Biologists really seem to be discovering ways of making men young again. So far, it is like making men drunk; the state that is produced does not last. But it looks as though they might succeed in adding a chapter to life. I wish it could be added to the other end: to youth instead of to the last flickers. But if we can renew and re-live middle-age, that will be better still.

A man named Steinach, in Vienna, has been experimenting for ten years with rats. Full accounts of his work were published last summer in the great biological journal founded by Roux, and these were summarized and discussed by the London Athenaeum, which is now the most interesting of all English weeklies. It is from the Athenaeum’s account that I am taking these facts.

Steinach has been studying the interstitial cells that fill in the spaces between the tubules of the testes, in males, and between the follicles of the ovaries in females. His reason for choosing these cells for his experiments is that they are a well-spring of life. Furthermore, since all our vital functions are interrelated, to make these cells active gives the whole organism new life and strength. This is not the only way of stimulating the organism, but it seems the most powerful.

An old rat is like a senile old man; he is bald and emaciated, his eyes are clouded, his breathing is labored. He stays in one place, with bent back, and has small interest in anything. If you cut one of his genital ducts, however, which is a comparatively slight operation, it has the effect of making the interstitial cells multiply actively. Waves of life flood his being. Within a few weeks he is transformed. These currents restore and rebuild him; skin, muscle and mind. Both in looks and behavior he is indistinguishable from other strong rats.

He has cast off old age. Senility, which sets in with men when they are from sixty to eighty years old, begins after twenty to thirty months in a rat. He is then about through. But when an operation is performed on a senile rat he gets from six to eight months’ new life. In other words, the addition to his normal span is 20 to 30 per cent. That would be a large fraction of life for a man to live over again. The rat lives it vigorously, eagerly, back in his prime.
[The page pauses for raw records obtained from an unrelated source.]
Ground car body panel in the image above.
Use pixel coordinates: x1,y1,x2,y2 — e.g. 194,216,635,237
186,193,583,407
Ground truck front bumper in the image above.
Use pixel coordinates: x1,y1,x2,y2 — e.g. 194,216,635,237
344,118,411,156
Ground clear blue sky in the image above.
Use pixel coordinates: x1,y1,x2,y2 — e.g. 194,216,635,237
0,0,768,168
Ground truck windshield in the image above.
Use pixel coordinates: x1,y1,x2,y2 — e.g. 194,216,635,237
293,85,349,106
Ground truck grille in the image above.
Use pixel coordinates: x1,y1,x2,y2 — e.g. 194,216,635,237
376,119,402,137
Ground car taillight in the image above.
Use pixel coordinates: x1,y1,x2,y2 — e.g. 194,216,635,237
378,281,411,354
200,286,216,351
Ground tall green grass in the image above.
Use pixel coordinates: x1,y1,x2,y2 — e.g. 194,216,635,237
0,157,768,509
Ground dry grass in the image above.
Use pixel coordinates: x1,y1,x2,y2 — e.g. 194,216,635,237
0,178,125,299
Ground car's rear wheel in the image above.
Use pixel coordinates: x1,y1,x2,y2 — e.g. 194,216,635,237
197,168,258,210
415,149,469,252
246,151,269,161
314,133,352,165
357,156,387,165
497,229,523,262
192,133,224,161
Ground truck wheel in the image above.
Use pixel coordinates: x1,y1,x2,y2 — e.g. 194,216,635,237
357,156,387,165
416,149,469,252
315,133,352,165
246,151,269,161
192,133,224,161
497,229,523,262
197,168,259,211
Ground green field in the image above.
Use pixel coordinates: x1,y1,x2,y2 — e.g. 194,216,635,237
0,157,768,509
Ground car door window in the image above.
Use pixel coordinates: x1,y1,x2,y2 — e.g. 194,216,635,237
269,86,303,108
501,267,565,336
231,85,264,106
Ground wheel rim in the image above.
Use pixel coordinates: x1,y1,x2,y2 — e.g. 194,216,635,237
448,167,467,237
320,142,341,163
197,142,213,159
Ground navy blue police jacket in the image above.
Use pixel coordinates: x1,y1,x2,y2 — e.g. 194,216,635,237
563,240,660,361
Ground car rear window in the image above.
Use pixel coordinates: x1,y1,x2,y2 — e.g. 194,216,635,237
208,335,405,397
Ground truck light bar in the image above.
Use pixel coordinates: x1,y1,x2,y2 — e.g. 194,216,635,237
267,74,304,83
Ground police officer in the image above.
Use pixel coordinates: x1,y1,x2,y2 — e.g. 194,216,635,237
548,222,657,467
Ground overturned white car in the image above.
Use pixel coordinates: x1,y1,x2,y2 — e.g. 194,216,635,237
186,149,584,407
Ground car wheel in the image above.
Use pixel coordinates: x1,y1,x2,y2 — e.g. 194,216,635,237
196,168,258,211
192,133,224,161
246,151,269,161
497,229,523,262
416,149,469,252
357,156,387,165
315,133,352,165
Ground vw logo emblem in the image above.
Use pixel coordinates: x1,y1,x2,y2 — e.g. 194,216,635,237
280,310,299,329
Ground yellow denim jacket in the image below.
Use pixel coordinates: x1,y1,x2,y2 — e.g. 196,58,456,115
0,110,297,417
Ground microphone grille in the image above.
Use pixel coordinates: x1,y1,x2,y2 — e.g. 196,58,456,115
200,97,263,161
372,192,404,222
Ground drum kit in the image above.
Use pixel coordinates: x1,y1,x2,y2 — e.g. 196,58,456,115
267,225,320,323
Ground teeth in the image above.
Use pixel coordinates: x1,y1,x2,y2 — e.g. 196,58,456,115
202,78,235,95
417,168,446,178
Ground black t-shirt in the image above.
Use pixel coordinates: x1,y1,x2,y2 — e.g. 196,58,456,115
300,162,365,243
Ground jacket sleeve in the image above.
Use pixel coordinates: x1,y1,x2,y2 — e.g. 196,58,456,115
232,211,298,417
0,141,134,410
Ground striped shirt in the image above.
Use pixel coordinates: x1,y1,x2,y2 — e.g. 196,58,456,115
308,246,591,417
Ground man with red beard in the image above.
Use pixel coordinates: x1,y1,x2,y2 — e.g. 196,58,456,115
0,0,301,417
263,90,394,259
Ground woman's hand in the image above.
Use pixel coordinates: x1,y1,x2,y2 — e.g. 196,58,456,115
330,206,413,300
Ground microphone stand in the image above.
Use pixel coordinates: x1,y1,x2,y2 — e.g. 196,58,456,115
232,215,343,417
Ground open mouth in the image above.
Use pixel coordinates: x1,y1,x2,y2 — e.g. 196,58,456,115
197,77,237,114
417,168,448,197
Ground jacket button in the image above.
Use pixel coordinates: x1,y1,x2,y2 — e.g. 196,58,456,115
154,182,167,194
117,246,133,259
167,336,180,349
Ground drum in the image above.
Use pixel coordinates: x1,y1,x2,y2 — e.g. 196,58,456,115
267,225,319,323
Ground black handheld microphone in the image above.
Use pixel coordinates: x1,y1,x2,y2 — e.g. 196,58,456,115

When senility again comes upon him it is in a modified form. His organism as a whole is in better shape. It is his mind now that tires. As Steinach has already cut one or both of his genital ducts, that method of stimulating his cells cannot, of course, be repeated. But another operation is ready. Some unfortunate young male is deprived of his testes by Steinach, and these are implanted forthwith in this hoary old rat.

A second spell of active life follows, not so long as the first. It ends in acute psychic senility. The rat goes all to pieces. It is as if the brain, twice restimulated to emotion, curiosity, keenness, had approached the very limit of its running, and was completely exhausted.

Steinach has not yet tried whether a third rejuvenation is possible. That remains to be seen. He lives in Vienna, and everything there has come to a stop. He has no assistants, no funds, with which to conduct further experiments. “May happier lands or cities carry the work on,” he writes at the end.

It seems as though some rich American ought to stake the old boy.